Abstract

Background: In recent years, patents have shown that upper-limb rehabilitation robots play a significant role in home-based rehabilitation training for stroke hemiplegia patients. Changes in muscle tension during the flaccid paralysis phase cause the rehabilitation robot to deviate from the predetermined motion trajectory. This poses a challenge to the mathematical modeling of the rehabilitation robot and the design of the nonlinear extended state observer (NESO). Objective: To address the problem of trajectory tracking errors caused by the rehabilitation robot when the patient's muscle tension changes, a method based on optimizing the nonlinear function within the NESO is proposed.
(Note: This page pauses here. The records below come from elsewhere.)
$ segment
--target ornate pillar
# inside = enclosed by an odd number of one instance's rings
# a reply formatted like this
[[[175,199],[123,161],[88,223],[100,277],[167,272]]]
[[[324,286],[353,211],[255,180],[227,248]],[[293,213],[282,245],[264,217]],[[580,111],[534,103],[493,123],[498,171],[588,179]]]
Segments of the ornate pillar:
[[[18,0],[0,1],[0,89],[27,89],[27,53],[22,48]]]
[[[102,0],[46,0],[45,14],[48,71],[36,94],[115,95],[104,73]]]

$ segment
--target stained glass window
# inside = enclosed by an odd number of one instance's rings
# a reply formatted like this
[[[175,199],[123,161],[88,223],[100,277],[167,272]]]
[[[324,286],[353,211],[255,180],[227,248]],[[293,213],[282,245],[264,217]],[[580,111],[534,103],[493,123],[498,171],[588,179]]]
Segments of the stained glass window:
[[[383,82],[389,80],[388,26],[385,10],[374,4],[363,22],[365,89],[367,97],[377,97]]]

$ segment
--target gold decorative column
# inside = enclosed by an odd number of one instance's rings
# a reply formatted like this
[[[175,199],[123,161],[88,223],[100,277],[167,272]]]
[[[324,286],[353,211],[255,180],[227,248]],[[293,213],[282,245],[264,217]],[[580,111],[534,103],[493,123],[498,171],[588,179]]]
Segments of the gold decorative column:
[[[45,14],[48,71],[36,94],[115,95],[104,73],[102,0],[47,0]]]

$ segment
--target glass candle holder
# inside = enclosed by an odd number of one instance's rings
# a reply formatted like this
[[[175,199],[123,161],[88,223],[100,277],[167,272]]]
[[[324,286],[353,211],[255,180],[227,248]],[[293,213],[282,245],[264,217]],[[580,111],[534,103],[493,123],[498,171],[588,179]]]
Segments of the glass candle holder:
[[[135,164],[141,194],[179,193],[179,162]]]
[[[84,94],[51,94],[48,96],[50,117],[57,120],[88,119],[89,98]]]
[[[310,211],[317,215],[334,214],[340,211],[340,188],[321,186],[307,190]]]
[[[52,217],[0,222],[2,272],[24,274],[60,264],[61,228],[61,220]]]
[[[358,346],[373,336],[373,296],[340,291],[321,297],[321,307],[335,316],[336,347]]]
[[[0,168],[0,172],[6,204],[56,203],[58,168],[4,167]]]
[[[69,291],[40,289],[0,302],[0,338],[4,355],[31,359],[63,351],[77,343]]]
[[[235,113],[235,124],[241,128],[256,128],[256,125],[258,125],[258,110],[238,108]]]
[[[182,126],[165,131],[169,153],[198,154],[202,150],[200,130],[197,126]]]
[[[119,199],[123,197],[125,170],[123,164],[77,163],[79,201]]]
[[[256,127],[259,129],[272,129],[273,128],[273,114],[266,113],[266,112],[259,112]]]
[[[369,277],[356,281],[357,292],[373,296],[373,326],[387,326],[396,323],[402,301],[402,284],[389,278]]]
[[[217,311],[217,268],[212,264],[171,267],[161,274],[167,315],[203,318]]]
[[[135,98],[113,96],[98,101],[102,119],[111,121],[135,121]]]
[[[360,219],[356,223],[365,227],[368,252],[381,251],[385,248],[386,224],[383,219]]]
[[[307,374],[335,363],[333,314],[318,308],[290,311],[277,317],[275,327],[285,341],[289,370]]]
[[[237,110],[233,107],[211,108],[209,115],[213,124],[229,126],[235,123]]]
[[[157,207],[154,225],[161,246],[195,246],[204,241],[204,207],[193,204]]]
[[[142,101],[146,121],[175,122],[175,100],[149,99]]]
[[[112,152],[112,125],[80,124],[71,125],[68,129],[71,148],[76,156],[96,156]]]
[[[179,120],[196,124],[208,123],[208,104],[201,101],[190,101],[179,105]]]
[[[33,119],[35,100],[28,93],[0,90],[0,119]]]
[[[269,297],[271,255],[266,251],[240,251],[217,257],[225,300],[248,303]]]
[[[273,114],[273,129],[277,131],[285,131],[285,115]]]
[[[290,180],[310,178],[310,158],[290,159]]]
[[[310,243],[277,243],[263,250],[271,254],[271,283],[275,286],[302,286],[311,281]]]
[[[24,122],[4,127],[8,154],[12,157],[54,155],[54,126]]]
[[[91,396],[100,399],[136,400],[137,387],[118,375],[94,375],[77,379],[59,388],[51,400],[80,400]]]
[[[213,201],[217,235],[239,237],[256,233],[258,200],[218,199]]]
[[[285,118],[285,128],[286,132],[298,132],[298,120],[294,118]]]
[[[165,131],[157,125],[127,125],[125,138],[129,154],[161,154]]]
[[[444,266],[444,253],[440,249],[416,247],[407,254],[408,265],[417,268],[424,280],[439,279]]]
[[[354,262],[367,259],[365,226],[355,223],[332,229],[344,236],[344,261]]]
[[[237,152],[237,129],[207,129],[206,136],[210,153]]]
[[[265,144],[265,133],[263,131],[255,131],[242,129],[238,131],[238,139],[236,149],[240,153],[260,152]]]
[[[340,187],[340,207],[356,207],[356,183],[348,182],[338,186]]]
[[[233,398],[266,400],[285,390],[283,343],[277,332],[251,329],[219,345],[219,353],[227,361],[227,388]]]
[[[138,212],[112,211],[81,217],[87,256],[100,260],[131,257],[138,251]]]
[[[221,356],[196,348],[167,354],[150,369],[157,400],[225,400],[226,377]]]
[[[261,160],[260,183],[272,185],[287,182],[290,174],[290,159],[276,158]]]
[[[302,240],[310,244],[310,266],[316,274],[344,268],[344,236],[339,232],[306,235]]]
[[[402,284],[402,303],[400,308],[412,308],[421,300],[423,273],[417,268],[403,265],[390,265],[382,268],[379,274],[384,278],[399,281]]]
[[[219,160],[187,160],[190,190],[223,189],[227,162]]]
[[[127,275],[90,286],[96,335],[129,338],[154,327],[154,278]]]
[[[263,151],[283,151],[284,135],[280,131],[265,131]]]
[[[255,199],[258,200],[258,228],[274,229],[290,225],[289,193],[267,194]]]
Methods: First, a mathematical model of the upper-limb rehabilitation robot is established to obtain the dynamic relationship between the robot's velocity and the input voltage. Second, the nonlinear function of NESO is optimized by adjusting the gain values of the sine and tangent functions to effectively estimate the muscle tension and reduce the problem of accumulative error due to changes in muscle tension. Finally, comparative simulations of trajectory tracking including the optimized nonlinear function as well as the sine, tangent and power functions are performed on the MATLAB platform. Results: NESO is constructed to estimate changes in muscle tension based on sine, tangent, and power functions, as well as optimized nonlinear functions. The equivalent gain values of each function and the muscle tension estimation curves of NESO are compared. The simulation results show that the equivalent gain value of the optimized nonlinear function acting in NESO is increased to more than 8 and the convergence time is reduced by 11.9% accordingly. This conclusion is validated by simulations and practical tests. Conclusion: The optimized nonlinear function shortens the estimation time of the NESO for changes in muscle tension, which can provide a reference value for the design of observers for upper-limb rehabilitation robots of patients in the flaccid paralysis stage.